Dela Rosa explained that these gaming applications seem to be normal at first glance, but when deeply explored, there are secret rooms or chat rooms, which predators use to prey on children, especially girls.

She said, “Ang akala lang kasi natin that these apps are very friendly to the children or to the students,” but when left unattended by parents or guardians, these children will fall on the predators, especially since children are very curious.

The gaming applications include Cybora, Red Room, Role Play, Roblox, and Inns, she disclosed.

Dela Rosa was alarmed by the involvement of some parents in the illegal acts of their children, especially among families living below the poverty line.

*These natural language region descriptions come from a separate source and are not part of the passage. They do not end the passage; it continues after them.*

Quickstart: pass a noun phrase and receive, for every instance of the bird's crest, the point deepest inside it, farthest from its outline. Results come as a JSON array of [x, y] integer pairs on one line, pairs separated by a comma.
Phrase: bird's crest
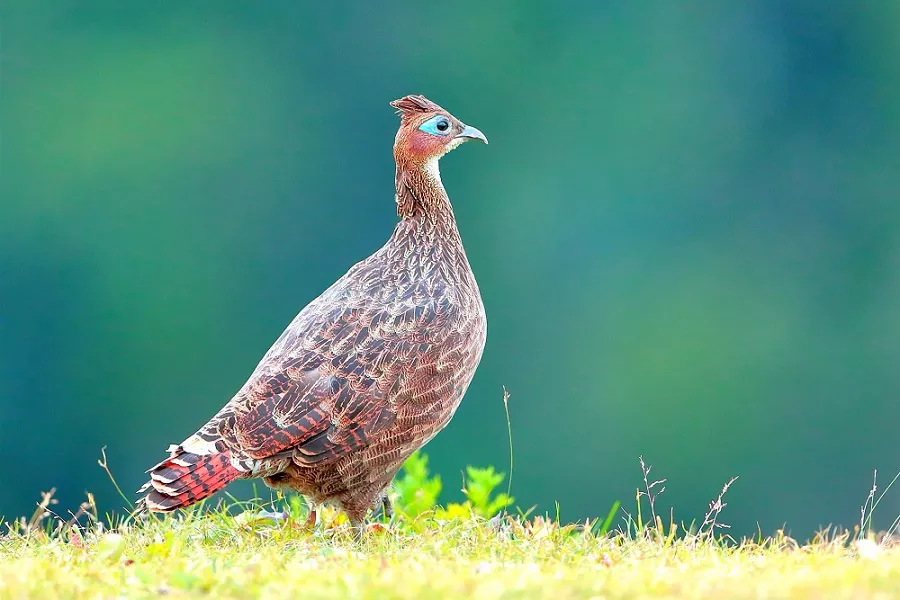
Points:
[[413, 104]]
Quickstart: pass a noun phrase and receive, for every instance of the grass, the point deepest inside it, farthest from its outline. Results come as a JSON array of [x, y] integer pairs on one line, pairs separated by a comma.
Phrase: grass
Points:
[[433, 552], [470, 549], [216, 556]]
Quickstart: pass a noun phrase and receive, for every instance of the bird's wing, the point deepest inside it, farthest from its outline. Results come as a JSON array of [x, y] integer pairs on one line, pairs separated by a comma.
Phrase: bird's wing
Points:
[[331, 382]]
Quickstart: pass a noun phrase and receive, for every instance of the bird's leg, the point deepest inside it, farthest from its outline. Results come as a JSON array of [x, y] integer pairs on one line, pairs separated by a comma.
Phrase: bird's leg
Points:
[[314, 518], [387, 507]]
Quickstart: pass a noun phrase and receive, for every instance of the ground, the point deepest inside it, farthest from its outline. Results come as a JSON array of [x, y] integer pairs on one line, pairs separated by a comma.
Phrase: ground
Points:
[[216, 555]]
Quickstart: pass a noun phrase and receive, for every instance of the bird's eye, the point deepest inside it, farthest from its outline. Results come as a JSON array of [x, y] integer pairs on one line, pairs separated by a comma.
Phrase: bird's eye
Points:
[[439, 126]]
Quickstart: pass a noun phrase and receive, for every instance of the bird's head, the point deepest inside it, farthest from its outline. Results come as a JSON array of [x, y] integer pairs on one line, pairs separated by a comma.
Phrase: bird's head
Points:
[[427, 131]]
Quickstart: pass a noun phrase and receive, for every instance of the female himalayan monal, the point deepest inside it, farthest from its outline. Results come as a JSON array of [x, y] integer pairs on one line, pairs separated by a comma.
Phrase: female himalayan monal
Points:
[[368, 372]]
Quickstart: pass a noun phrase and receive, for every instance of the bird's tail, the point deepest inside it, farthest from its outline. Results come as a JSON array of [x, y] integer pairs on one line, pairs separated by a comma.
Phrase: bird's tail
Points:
[[186, 478]]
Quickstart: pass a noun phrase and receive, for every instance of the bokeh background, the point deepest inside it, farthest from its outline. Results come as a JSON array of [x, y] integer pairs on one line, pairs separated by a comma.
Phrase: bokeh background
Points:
[[686, 230]]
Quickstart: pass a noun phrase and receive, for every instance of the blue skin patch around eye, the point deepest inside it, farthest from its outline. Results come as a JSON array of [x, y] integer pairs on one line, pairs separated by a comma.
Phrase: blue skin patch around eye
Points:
[[431, 126]]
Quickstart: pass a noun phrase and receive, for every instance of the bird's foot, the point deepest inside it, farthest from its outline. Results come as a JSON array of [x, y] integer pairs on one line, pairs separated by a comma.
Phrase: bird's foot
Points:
[[253, 517]]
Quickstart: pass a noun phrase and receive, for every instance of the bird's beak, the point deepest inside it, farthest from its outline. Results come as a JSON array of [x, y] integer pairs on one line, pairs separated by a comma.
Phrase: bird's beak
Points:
[[470, 133]]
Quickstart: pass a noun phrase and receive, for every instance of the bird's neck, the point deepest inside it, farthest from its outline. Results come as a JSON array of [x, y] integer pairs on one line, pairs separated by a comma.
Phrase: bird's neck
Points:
[[426, 215], [420, 192]]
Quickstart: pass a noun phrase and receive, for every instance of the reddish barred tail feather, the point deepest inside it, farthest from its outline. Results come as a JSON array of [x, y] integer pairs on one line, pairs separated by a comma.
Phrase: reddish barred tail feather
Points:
[[186, 478]]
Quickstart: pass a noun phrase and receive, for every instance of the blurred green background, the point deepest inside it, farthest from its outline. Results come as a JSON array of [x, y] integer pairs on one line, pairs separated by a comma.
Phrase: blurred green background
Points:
[[686, 231]]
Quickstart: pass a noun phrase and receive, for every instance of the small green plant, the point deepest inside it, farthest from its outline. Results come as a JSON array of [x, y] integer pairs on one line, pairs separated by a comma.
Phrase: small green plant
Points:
[[479, 491], [417, 491]]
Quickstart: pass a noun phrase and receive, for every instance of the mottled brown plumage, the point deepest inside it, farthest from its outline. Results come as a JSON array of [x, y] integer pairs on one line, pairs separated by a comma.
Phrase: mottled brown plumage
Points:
[[369, 371]]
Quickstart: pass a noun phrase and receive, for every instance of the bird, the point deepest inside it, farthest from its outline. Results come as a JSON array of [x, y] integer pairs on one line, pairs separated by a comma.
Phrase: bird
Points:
[[368, 372]]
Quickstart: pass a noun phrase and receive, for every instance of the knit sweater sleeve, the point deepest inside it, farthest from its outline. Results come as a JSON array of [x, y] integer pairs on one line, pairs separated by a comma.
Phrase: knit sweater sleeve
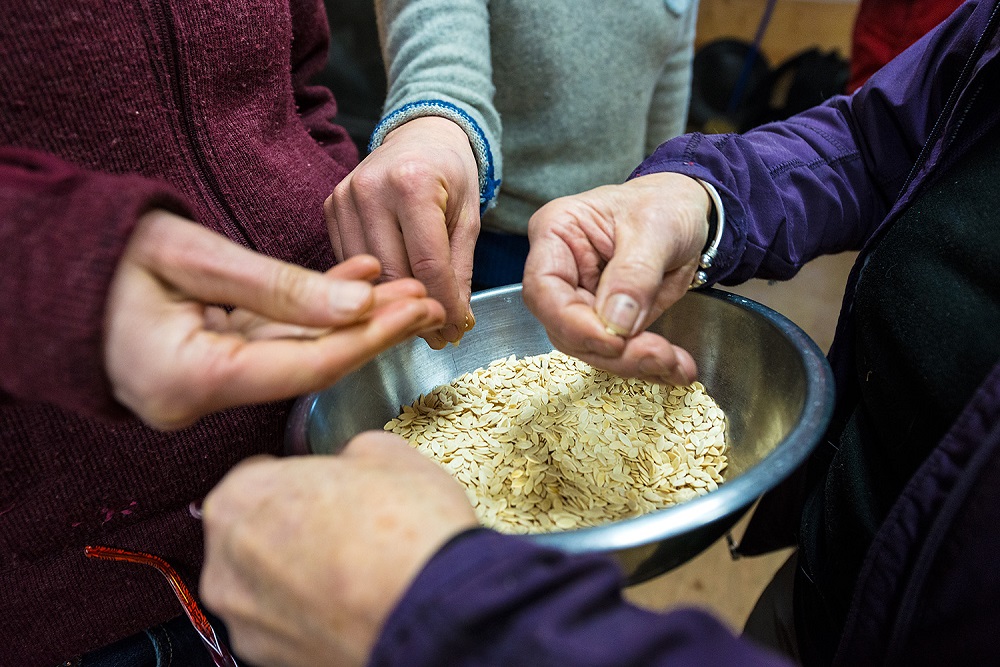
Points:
[[669, 106], [437, 55], [62, 232], [315, 104]]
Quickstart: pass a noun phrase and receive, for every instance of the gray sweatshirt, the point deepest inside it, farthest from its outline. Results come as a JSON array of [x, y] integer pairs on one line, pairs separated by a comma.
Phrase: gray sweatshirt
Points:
[[557, 96]]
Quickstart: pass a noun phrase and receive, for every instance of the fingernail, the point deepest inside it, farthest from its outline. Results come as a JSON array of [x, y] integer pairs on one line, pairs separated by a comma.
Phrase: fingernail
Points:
[[651, 368], [683, 374], [349, 295], [620, 314]]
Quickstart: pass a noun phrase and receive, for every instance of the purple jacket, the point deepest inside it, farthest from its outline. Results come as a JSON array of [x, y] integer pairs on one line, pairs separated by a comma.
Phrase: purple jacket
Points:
[[108, 109], [828, 180]]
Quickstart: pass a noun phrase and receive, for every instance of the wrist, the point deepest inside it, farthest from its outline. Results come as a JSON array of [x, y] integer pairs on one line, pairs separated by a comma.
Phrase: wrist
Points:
[[716, 224]]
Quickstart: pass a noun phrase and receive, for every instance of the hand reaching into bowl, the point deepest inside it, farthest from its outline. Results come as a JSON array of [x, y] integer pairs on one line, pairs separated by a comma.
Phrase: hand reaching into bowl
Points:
[[172, 355], [414, 204], [307, 556], [606, 263]]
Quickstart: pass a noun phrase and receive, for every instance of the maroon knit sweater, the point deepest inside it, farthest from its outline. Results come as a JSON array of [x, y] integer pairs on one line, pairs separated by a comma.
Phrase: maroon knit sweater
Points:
[[108, 109]]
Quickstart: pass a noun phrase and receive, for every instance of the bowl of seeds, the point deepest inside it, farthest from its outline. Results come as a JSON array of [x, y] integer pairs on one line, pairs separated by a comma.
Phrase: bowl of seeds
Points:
[[573, 457]]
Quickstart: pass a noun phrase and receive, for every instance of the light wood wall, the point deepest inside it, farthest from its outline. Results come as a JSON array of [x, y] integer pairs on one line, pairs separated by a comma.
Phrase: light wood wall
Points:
[[795, 24]]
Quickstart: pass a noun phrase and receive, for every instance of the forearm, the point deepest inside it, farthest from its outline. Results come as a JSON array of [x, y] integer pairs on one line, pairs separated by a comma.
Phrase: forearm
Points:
[[437, 55], [487, 599], [62, 231], [824, 180]]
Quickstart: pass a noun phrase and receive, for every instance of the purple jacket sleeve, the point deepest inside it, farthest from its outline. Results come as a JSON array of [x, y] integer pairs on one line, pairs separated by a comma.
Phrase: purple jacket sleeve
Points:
[[821, 182], [490, 599], [62, 231]]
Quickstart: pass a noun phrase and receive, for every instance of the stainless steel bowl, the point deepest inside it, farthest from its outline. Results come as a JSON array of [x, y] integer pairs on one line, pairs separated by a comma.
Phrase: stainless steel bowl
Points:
[[769, 377]]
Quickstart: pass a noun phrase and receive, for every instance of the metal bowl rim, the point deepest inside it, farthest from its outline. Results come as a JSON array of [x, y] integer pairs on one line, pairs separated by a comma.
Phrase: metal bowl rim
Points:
[[732, 497]]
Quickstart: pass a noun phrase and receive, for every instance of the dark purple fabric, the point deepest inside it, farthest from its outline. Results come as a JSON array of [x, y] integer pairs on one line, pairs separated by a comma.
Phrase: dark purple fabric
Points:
[[827, 180], [487, 599], [106, 111]]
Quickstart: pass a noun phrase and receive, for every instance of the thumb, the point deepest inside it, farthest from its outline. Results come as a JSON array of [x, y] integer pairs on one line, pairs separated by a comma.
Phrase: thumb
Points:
[[658, 240], [212, 269]]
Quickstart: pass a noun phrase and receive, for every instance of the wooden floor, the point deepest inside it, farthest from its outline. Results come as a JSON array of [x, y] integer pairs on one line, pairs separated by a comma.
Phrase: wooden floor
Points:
[[713, 580]]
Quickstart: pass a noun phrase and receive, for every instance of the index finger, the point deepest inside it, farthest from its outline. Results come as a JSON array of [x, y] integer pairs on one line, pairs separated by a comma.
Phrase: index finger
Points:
[[213, 269]]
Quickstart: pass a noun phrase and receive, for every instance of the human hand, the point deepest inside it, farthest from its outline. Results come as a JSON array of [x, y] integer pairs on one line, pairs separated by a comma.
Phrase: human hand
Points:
[[606, 263], [414, 204], [306, 557], [173, 355]]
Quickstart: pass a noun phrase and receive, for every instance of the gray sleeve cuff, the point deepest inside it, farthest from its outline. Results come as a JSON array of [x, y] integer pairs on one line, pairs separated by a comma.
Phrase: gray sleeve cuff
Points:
[[488, 185]]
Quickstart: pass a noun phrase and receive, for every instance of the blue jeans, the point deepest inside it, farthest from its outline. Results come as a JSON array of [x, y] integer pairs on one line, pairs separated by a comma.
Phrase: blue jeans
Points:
[[173, 644]]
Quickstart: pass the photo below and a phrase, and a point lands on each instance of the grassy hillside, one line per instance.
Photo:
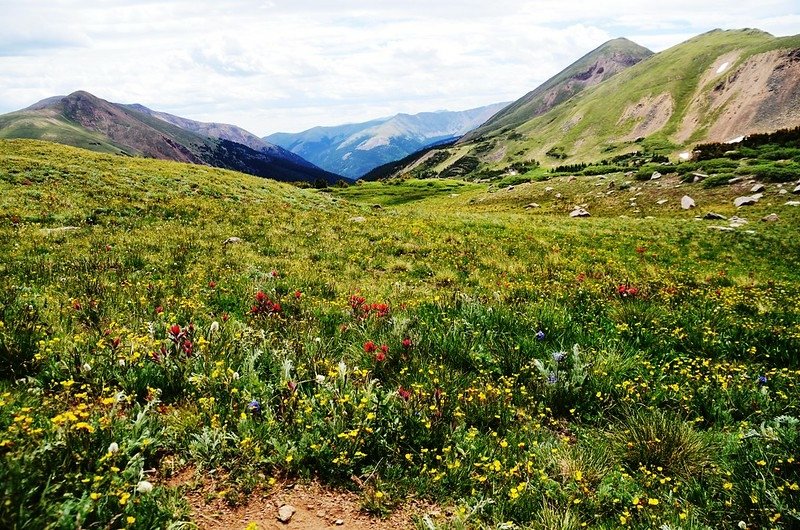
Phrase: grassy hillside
(512, 366)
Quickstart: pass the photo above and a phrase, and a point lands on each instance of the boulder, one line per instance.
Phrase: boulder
(771, 218)
(711, 216)
(745, 201)
(579, 212)
(285, 513)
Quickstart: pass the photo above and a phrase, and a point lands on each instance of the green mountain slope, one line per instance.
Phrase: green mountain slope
(593, 68)
(83, 120)
(716, 87)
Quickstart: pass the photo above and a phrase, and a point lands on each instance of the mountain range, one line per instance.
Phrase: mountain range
(620, 98)
(83, 120)
(354, 149)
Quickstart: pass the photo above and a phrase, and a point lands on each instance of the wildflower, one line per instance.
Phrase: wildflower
(254, 407)
(144, 487)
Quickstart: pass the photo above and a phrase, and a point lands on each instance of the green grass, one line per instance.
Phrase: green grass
(138, 344)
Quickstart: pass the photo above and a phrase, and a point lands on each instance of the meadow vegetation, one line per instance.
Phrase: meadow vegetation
(630, 370)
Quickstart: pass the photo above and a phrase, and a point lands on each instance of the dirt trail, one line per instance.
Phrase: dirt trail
(316, 508)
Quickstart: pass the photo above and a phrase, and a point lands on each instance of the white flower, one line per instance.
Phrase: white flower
(144, 487)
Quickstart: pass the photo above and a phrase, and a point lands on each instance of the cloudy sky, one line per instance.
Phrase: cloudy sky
(287, 65)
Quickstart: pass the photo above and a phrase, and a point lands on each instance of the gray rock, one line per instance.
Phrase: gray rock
(579, 212)
(711, 216)
(285, 513)
(59, 230)
(745, 201)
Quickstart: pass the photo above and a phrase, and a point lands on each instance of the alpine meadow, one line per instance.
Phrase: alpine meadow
(581, 312)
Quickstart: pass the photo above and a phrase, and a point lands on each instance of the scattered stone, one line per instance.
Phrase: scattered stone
(711, 216)
(745, 201)
(579, 212)
(285, 513)
(59, 230)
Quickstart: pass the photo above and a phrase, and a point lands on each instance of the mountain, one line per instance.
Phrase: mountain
(593, 68)
(354, 149)
(715, 87)
(83, 120)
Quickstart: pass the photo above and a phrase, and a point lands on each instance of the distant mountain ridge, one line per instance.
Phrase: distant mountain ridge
(84, 120)
(355, 149)
(715, 87)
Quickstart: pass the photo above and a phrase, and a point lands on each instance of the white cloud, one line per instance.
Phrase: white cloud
(289, 65)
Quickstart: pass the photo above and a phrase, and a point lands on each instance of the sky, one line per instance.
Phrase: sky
(278, 65)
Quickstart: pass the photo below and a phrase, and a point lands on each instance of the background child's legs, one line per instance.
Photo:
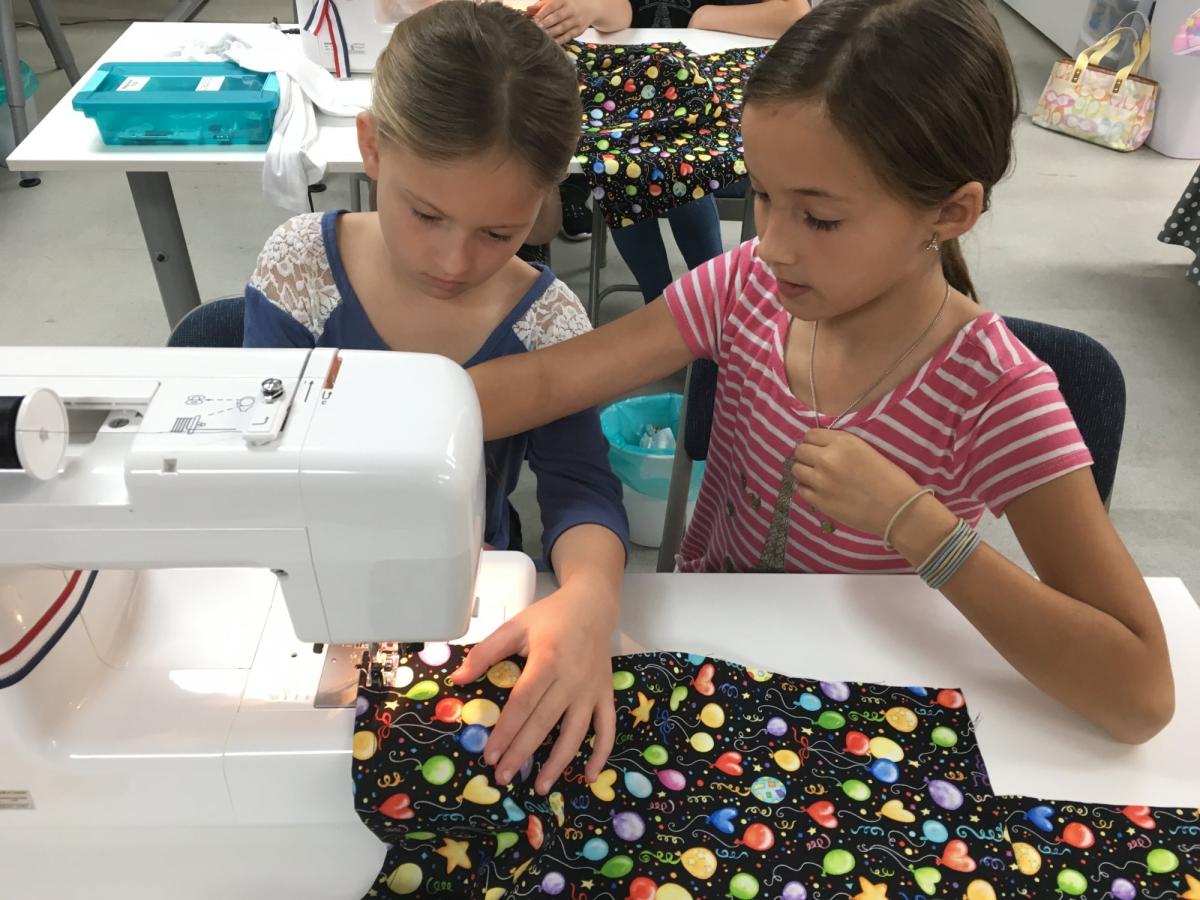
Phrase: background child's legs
(696, 227)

“Because of poverty napilitan talaga sila to engage to into OSAEC, and there are parents who allowed their children on sexual activities online,” Dela Rosa explained.

Binondo said that part of their efforts is the strengthened monitoring of parents and children in different barangays in the region as part of the implementation of the OSAEC law.

He said that they have increased the capacities of the Barangay Council for the Protection of Children for efficient and effective response whenever children are reporting abuses and exploitation.

Binondo added that they are stepping up their advocacy campaigns on parenting by offering various parenting services to all parents, especially those in the marginalized sector.

He said that they partnered with the Department of Social Welfare and Development (DSWD), through the Pantawid Program’s Family Development Sessions, to capacitate and equip parents with proper information on OSAEC and what they can do to monitor their children’s online activity.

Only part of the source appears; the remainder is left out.